L'histoire :
Janvier 1945, à Haarlem, pendant l’occupation nazie des Pays-Bas. Anton Steenwijk a 12 ans. Il est en train de faire une partie de jeu de l’oie quand se produit un évènement qui va changer sa vie. A quelques mètres du pas de sa porte, des coups de feu résonnent. Un homme gît dans une mare de sang. Il s’agit de Ploeg, un collabo tristement célèbre pour sa cruauté. Il n’y a aucun doute possible, les résistants viennent de lui faire payer ses mauvais coups. Mais pour la famille Steenwijk, c’est une catastrophe, car le corps a été déplacé devant chez eux. Déjà, les nazis arrivent, raflent et incendient la maison. Les représailles seront terribles : Anton a à peine le temps de s’enfuir. Il apprendra plus tard que son frère aîné et ses parents ont été fusillés par les S.S. Quelques années plus tard, Anton est devenu médecin. Il a fondé une famille et élève ses enfants. Homme calme et pondéré, il éprouve néanmoins le besoin de revenir à Haarlem, pour éclaircir quelques zones d’ombre de son drame familial…

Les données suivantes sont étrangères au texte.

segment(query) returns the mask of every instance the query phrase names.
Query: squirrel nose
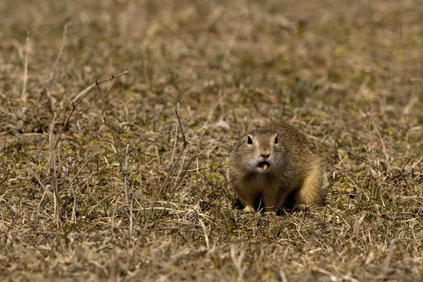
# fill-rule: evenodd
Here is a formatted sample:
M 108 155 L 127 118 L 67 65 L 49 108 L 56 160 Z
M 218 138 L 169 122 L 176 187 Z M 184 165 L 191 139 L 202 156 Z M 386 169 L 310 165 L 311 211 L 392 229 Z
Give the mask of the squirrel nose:
M 270 157 L 270 153 L 268 153 L 268 152 L 260 153 L 260 156 L 262 156 L 264 159 L 267 159 L 267 158 L 269 158 Z

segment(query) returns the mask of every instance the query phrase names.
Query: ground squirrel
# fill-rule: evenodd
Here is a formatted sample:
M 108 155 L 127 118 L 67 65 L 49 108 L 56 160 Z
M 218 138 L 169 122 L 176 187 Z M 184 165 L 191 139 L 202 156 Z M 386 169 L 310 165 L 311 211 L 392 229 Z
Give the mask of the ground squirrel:
M 287 202 L 323 204 L 324 181 L 321 159 L 288 124 L 270 123 L 251 131 L 229 160 L 230 185 L 247 210 L 275 212 Z

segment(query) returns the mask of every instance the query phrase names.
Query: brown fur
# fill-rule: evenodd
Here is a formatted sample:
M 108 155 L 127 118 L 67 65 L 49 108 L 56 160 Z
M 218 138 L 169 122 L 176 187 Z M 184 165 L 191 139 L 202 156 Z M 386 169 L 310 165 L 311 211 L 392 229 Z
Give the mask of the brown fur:
M 262 161 L 269 164 L 264 171 Z M 294 204 L 324 202 L 321 161 L 305 136 L 287 124 L 267 123 L 243 138 L 231 156 L 229 181 L 256 211 L 279 210 L 288 197 Z

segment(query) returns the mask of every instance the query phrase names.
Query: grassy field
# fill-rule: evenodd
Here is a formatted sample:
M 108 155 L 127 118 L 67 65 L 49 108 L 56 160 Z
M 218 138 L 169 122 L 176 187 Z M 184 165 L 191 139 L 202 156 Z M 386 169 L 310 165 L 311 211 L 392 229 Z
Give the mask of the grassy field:
M 0 278 L 423 280 L 422 14 L 2 0 Z M 324 159 L 326 206 L 234 209 L 228 155 L 268 121 Z

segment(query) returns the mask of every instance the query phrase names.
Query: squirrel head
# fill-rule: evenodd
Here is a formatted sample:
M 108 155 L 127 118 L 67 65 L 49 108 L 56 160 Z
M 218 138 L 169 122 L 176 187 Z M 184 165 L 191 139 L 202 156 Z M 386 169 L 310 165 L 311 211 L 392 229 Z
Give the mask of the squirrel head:
M 276 133 L 256 130 L 243 138 L 236 162 L 252 172 L 267 173 L 283 164 L 286 153 Z

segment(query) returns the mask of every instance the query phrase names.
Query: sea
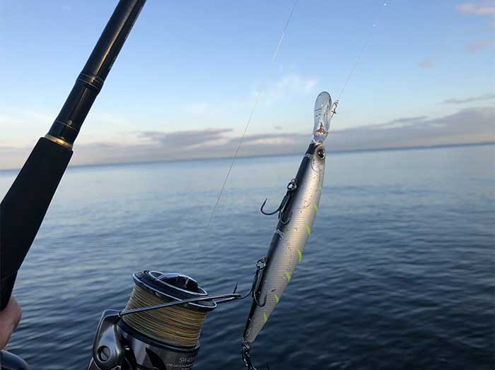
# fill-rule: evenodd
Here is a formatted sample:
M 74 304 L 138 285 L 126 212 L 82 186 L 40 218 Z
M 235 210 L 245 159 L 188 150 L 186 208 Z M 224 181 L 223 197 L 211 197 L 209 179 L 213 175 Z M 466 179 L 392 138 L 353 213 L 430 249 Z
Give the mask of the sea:
M 76 155 L 77 153 L 76 153 Z M 302 155 L 70 167 L 19 271 L 8 349 L 85 369 L 132 274 L 248 292 Z M 303 261 L 252 345 L 260 369 L 494 368 L 494 145 L 327 153 Z M 18 171 L 0 172 L 4 196 Z M 244 369 L 249 299 L 209 314 L 194 369 Z

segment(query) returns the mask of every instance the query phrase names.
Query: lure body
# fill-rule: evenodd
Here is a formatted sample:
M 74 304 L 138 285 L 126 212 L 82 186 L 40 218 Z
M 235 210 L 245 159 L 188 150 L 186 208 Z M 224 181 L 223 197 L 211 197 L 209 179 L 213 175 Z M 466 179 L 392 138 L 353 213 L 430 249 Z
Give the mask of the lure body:
M 258 261 L 252 289 L 253 302 L 243 335 L 243 357 L 250 369 L 254 367 L 250 364 L 249 344 L 255 341 L 267 323 L 291 281 L 296 267 L 303 259 L 323 186 L 325 162 L 323 141 L 328 134 L 330 119 L 337 104 L 338 100 L 332 104 L 330 95 L 326 92 L 317 97 L 313 139 L 277 210 L 279 222 L 268 253 Z M 275 213 L 264 213 L 262 206 L 262 212 Z
M 284 213 L 290 220 L 279 220 L 266 257 L 261 283 L 257 292 L 259 305 L 253 302 L 243 338 L 252 342 L 291 281 L 311 233 L 325 175 L 325 147 L 311 143 L 303 157 L 296 176 L 296 188 L 286 204 Z

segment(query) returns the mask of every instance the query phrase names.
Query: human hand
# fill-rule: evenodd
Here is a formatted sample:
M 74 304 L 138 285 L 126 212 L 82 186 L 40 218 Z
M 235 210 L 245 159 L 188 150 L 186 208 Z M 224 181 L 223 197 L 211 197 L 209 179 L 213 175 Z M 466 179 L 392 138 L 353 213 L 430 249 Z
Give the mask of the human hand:
M 11 297 L 7 306 L 0 311 L 0 350 L 7 345 L 13 330 L 19 325 L 21 316 L 21 306 L 13 297 Z

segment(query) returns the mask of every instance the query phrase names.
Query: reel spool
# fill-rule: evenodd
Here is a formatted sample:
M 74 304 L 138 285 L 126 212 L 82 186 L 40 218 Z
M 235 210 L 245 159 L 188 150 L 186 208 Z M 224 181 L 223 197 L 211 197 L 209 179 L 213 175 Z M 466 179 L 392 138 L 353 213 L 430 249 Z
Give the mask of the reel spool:
M 144 271 L 133 278 L 125 309 L 102 315 L 88 370 L 192 369 L 206 314 L 240 294 L 209 296 L 177 273 Z

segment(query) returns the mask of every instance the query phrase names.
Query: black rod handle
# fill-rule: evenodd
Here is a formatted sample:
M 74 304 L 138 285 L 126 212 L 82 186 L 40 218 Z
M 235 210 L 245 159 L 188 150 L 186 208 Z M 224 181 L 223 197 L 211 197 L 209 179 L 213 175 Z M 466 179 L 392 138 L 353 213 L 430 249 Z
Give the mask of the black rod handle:
M 72 156 L 72 144 L 146 0 L 120 0 L 58 117 L 0 203 L 0 310 Z

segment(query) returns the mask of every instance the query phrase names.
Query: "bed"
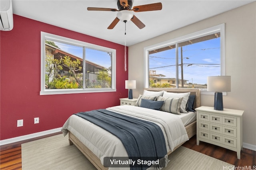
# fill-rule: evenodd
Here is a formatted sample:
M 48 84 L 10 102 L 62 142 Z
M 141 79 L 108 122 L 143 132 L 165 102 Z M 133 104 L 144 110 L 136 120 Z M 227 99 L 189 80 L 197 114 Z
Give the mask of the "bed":
M 148 93 L 145 94 L 145 95 L 144 95 L 144 94 L 142 95 L 140 95 L 139 97 L 140 97 L 140 96 L 147 96 L 147 94 L 148 94 L 151 92 L 152 93 L 158 93 L 163 91 L 166 93 L 178 94 L 190 93 L 190 96 L 192 95 L 195 96 L 192 108 L 194 109 L 200 106 L 200 90 L 199 89 L 145 88 L 144 92 L 146 91 Z M 127 111 L 126 111 L 126 109 L 127 109 Z M 146 113 L 145 114 L 146 115 L 151 114 L 150 113 L 153 111 L 152 109 L 146 108 L 125 106 L 114 106 L 107 108 L 107 109 L 118 113 L 119 111 L 125 112 L 121 113 L 122 114 L 126 114 L 126 112 L 130 112 L 130 111 L 131 111 L 130 112 L 132 112 L 132 114 L 136 114 L 135 111 L 137 111 L 137 110 L 138 110 L 138 113 L 141 114 L 144 112 L 144 110 L 146 109 Z M 124 111 L 122 111 L 123 110 Z M 154 111 L 156 111 L 154 110 Z M 162 111 L 158 111 L 158 113 L 160 113 L 160 115 L 162 114 L 164 115 L 165 114 L 160 113 L 164 112 Z M 184 127 L 184 129 L 186 131 L 186 135 L 187 134 L 187 137 L 185 137 L 185 135 L 183 134 L 182 137 L 179 138 L 178 140 L 175 140 L 174 143 L 169 144 L 169 145 L 168 145 L 168 143 L 166 142 L 166 147 L 168 147 L 167 149 L 168 155 L 187 140 L 188 139 L 186 137 L 188 137 L 188 139 L 190 138 L 196 134 L 196 113 L 195 112 L 188 112 L 188 113 L 181 113 L 178 115 L 176 115 L 175 116 L 179 117 L 178 119 L 181 120 L 179 121 L 182 122 L 182 125 Z M 133 115 L 132 115 L 132 116 L 133 116 Z M 158 120 L 160 118 L 160 117 L 156 117 L 156 119 Z M 151 121 L 150 119 L 150 121 Z M 162 127 L 161 128 L 164 128 L 164 127 Z M 171 128 L 169 127 L 169 128 L 170 129 Z M 85 132 L 84 132 L 85 129 L 88 129 Z M 108 156 L 128 156 L 127 153 L 125 153 L 126 152 L 124 151 L 124 149 L 125 150 L 125 149 L 122 146 L 121 141 L 118 140 L 118 138 L 116 136 L 100 127 L 97 127 L 94 123 L 76 115 L 72 115 L 68 118 L 63 125 L 62 131 L 64 135 L 68 134 L 70 145 L 75 145 L 97 169 L 109 169 L 108 168 L 104 167 L 102 163 L 103 156 L 106 154 L 108 155 Z M 176 135 L 174 134 L 174 135 Z M 96 136 L 97 139 L 92 141 L 90 139 L 88 140 L 86 139 L 86 137 L 88 138 L 87 137 L 88 136 Z M 167 141 L 166 139 L 169 138 L 169 137 L 165 136 L 164 137 L 166 139 L 166 141 Z M 102 144 L 102 143 L 103 144 Z M 101 146 L 100 147 L 103 145 L 104 147 L 99 148 L 99 145 Z M 112 148 L 114 148 L 113 149 L 114 150 L 114 151 L 112 150 Z M 110 156 L 108 156 L 110 154 Z M 111 168 L 109 168 L 109 169 L 111 169 Z M 129 169 L 129 168 L 127 169 Z

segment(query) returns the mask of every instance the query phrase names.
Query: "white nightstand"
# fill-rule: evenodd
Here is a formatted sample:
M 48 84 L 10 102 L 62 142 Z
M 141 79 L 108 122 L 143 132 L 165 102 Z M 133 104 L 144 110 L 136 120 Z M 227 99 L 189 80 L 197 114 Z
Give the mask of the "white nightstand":
M 134 106 L 138 99 L 129 99 L 128 98 L 122 98 L 120 100 L 120 105 Z
M 236 152 L 242 149 L 243 110 L 201 106 L 196 111 L 196 145 L 202 141 Z

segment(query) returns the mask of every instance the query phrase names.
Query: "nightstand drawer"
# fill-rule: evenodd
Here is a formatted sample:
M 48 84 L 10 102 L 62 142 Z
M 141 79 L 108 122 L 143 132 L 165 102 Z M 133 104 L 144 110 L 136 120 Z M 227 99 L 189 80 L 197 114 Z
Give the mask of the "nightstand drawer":
M 137 99 L 129 99 L 128 98 L 122 98 L 120 100 L 120 105 L 134 106 Z
M 234 148 L 236 147 L 236 139 L 226 137 L 224 137 L 224 145 L 234 147 Z
M 222 124 L 228 126 L 236 127 L 236 118 L 223 117 Z
M 132 103 L 127 102 L 121 102 L 121 105 L 132 105 Z
M 210 115 L 204 113 L 199 112 L 199 120 L 204 121 L 210 121 Z
M 215 133 L 222 134 L 222 128 L 221 125 L 211 124 L 210 125 L 210 131 Z
M 214 142 L 222 143 L 223 137 L 222 136 L 213 133 L 211 133 L 210 134 L 210 140 Z
M 216 123 L 222 124 L 222 117 L 218 115 L 211 115 L 210 121 Z
M 199 129 L 202 130 L 204 130 L 205 131 L 210 130 L 210 123 L 206 122 L 202 122 L 201 121 L 200 121 L 199 123 Z
M 199 131 L 199 137 L 200 138 L 210 140 L 210 133 L 207 132 Z
M 242 149 L 243 110 L 200 106 L 196 111 L 196 145 L 202 141 L 236 152 Z
M 236 129 L 229 127 L 223 127 L 223 134 L 232 137 L 236 137 Z

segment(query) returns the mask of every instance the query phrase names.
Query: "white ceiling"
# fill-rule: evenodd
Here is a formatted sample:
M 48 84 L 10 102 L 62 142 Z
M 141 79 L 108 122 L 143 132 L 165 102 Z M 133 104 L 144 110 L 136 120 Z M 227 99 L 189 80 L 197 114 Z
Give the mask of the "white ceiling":
M 117 12 L 87 10 L 88 7 L 118 9 L 117 0 L 12 0 L 15 14 L 123 45 L 126 40 L 127 46 L 254 1 L 134 0 L 133 6 L 161 2 L 162 9 L 132 12 L 146 27 L 140 29 L 128 22 L 125 35 L 125 24 L 121 21 L 113 29 L 107 29 Z

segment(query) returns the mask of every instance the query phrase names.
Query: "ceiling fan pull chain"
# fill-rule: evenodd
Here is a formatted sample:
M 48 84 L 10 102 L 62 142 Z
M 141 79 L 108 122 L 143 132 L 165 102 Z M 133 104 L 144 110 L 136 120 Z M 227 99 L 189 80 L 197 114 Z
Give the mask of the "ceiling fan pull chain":
M 127 69 L 126 68 L 126 37 L 125 38 L 125 45 L 124 45 L 124 71 L 126 71 Z
M 125 27 L 125 30 L 124 30 L 124 35 L 126 35 L 126 22 L 124 22 L 124 27 Z

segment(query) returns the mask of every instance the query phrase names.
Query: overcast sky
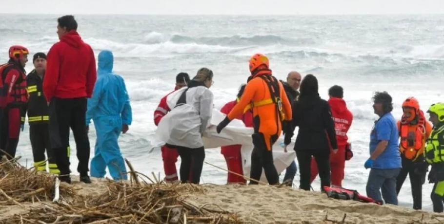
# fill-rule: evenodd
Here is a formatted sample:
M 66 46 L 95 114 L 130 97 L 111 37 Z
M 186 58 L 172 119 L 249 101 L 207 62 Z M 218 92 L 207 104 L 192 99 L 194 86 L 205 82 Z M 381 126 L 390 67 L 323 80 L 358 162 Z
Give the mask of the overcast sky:
M 0 0 L 0 13 L 444 14 L 444 0 Z

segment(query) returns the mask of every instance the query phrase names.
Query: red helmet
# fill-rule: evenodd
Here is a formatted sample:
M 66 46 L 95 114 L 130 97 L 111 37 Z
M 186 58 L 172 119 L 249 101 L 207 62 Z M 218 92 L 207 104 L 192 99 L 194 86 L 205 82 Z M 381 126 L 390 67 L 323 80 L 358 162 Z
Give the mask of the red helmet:
M 403 103 L 403 109 L 410 109 L 412 112 L 410 116 L 407 117 L 406 113 L 404 113 L 403 116 L 407 121 L 410 121 L 415 118 L 417 115 L 420 114 L 419 109 L 419 102 L 416 98 L 411 96 L 405 99 Z
M 23 46 L 13 45 L 9 48 L 9 58 L 15 60 L 20 60 L 24 55 L 28 54 L 28 49 Z
M 411 96 L 407 98 L 403 103 L 403 107 L 409 107 L 413 108 L 416 111 L 419 110 L 419 102 L 416 98 Z
M 250 58 L 250 72 L 253 72 L 257 69 L 261 65 L 265 65 L 268 69 L 270 66 L 268 62 L 268 58 L 262 54 L 256 54 Z

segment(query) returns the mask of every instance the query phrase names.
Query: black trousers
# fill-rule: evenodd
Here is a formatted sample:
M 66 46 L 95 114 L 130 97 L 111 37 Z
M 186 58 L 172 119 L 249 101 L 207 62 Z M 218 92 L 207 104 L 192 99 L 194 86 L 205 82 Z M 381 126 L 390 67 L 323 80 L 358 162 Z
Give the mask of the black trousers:
M 74 135 L 81 176 L 88 175 L 89 139 L 86 129 L 86 98 L 53 98 L 49 104 L 49 137 L 61 175 L 69 175 L 69 129 Z
M 273 162 L 272 149 L 267 150 L 264 135 L 262 133 L 255 133 L 252 135 L 254 148 L 251 153 L 251 169 L 250 171 L 250 185 L 258 184 L 259 182 L 252 180 L 259 180 L 262 175 L 262 169 L 270 185 L 279 184 L 279 174 Z M 275 141 L 270 139 L 270 145 Z
M 318 165 L 318 169 L 319 170 L 319 177 L 321 178 L 321 190 L 323 190 L 324 186 L 330 187 L 331 186 L 331 173 L 330 169 L 329 152 L 329 149 L 296 150 L 296 155 L 298 156 L 298 161 L 299 162 L 299 173 L 301 174 L 300 188 L 310 190 L 312 156 L 315 157 Z
M 34 166 L 38 171 L 46 171 L 46 160 L 45 151 L 48 156 L 49 172 L 58 174 L 56 157 L 53 153 L 49 142 L 49 128 L 48 124 L 32 124 L 29 125 L 29 139 L 32 148 L 32 156 Z
M 438 182 L 436 181 L 435 185 L 433 185 L 433 189 L 432 189 L 432 193 L 430 194 L 430 199 L 433 203 L 433 211 L 443 212 L 444 212 L 444 197 L 435 193 L 435 189 L 436 189 L 438 183 Z
M 421 210 L 423 206 L 423 184 L 425 181 L 426 166 L 428 165 L 425 161 L 422 163 L 414 163 L 404 158 L 402 161 L 403 168 L 396 178 L 396 193 L 399 194 L 403 184 L 408 175 L 412 187 L 413 209 Z
M 20 135 L 22 108 L 6 108 L 1 112 L 0 119 L 0 149 L 6 152 L 8 159 L 16 157 Z M 5 153 L 0 151 L 0 159 Z
M 205 159 L 205 149 L 203 147 L 190 149 L 178 146 L 177 152 L 181 157 L 181 181 L 186 183 L 191 175 L 191 183 L 198 184 L 201 181 L 203 160 Z

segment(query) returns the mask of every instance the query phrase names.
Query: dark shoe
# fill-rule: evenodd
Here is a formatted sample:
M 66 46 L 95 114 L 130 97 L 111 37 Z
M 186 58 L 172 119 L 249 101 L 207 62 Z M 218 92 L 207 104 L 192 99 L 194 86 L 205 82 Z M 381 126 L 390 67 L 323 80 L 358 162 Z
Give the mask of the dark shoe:
M 91 179 L 89 178 L 89 176 L 88 176 L 87 175 L 86 176 L 81 176 L 80 181 L 81 181 L 85 184 L 91 184 Z
M 60 180 L 61 182 L 65 182 L 71 184 L 71 177 L 69 176 L 59 176 L 59 179 Z

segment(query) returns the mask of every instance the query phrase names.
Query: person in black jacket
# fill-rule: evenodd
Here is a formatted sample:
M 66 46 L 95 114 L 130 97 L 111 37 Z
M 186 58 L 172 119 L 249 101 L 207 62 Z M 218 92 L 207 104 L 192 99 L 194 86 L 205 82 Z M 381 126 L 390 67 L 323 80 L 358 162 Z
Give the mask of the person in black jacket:
M 29 94 L 26 110 L 34 165 L 37 171 L 46 171 L 46 149 L 49 172 L 58 174 L 60 171 L 57 168 L 55 157 L 49 146 L 48 105 L 42 90 L 46 67 L 46 55 L 41 52 L 36 53 L 33 63 L 35 69 L 26 76 L 28 94 Z
M 290 101 L 290 103 L 291 104 L 292 111 L 294 110 L 293 104 L 295 101 L 297 100 L 298 97 L 299 96 L 299 92 L 298 91 L 298 89 L 299 89 L 301 80 L 301 74 L 294 71 L 288 73 L 287 75 L 286 82 L 280 80 L 282 83 L 282 86 L 283 86 L 283 89 L 285 92 L 285 94 L 287 95 L 287 98 L 288 98 L 288 100 Z M 284 134 L 285 134 L 285 130 L 284 130 Z M 296 163 L 293 160 L 285 170 L 285 175 L 283 177 L 283 182 L 286 182 L 288 186 L 293 186 L 293 182 L 297 171 L 298 167 L 296 166 Z
M 330 147 L 333 153 L 338 151 L 335 123 L 330 106 L 319 96 L 318 89 L 318 79 L 314 75 L 309 74 L 303 78 L 301 83 L 301 94 L 295 103 L 291 125 L 285 135 L 286 148 L 291 142 L 295 128 L 299 127 L 294 150 L 299 162 L 299 188 L 305 190 L 310 190 L 311 157 L 315 157 L 318 164 L 321 190 L 323 190 L 324 186 L 330 187 L 331 184 Z

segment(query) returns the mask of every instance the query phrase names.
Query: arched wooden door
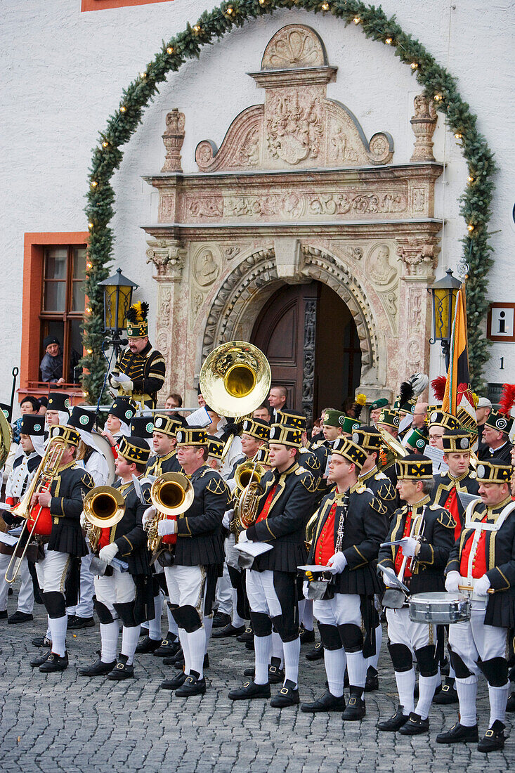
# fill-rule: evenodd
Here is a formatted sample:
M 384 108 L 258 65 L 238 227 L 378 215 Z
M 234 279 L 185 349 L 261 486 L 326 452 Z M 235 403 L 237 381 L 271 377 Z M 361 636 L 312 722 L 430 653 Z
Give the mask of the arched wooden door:
M 290 407 L 316 417 L 354 396 L 361 375 L 356 325 L 343 301 L 321 282 L 278 290 L 251 340 L 270 363 L 272 386 L 288 389 Z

Ce qu'on en pense sur la planète BD :
Milan Hulsing a suivi sa formation à l’Académie d’Art de Rotterdam. En adaptant le roman de Harry Mulisch, dont il reprend aussi le titre, il se penche sur les heures sombres de son pays, quand il était occupé par les forces du Troisième Reich. C’est donc l’histoire personnelle d’Anton qui est exposée ici, au cours de ce qui ressemble à une enquête qui ne dit pas son nom. Le personnage principal s’est en effet construit sur un traumatisme extrême, puisqu’il a perdu sa famille nucléaire en 1945, quand ses parents et son frère aîné ont été assassinés par les nazis. Devenu un homme respectable et au tempérament presque effacé, il éprouve le besoin de reconstituer les évènements de cette nuit funeste. Avec une narration qui s’appuie sur un continuum de temps éclaté (les années passent et chacune qui marque une avancée dans la reconstitution des faits fait l’objet d’un chapitre), c’est un peu comme un puzzle dont on retrouve progressivement les pièces. Et chaque évènement révélé amène des éléments supplémentaires à la dramaturgie. Les logiques d’action, les sacrifices effectués, le temps qui passe et le regard qu’on porte, un demi-siècle plus tard, sur les actes posés durant l’occupation, sont autant de sujets qui traversent le récit et constituent pour le lecteur une grille invisible mais poignante. Avec le choix d’un graphisme simple, les portraits étant tirés au couteau, des couleurs vives, de l’ocre au vert foncé, c’est un visuel assez irréel qui est proposé, permettant ainsi de facilement s’immerger dans les « décrochages » imaginaires d’Anton. Ses émotions, ses pensées secrètes sont ainsi traduites par des images chargées de symboles. On referme le bouquin en ayant le sentiment d’avoir accompli un voyage bouleversant dans l’intimité de cet homme qui a trouvé la paix, malgré tout ce qui est censé pouvoir l’en priver. L’attentat est l’exemple parfait du récit basé sur des faits réels et qui vient dépasser la fiction.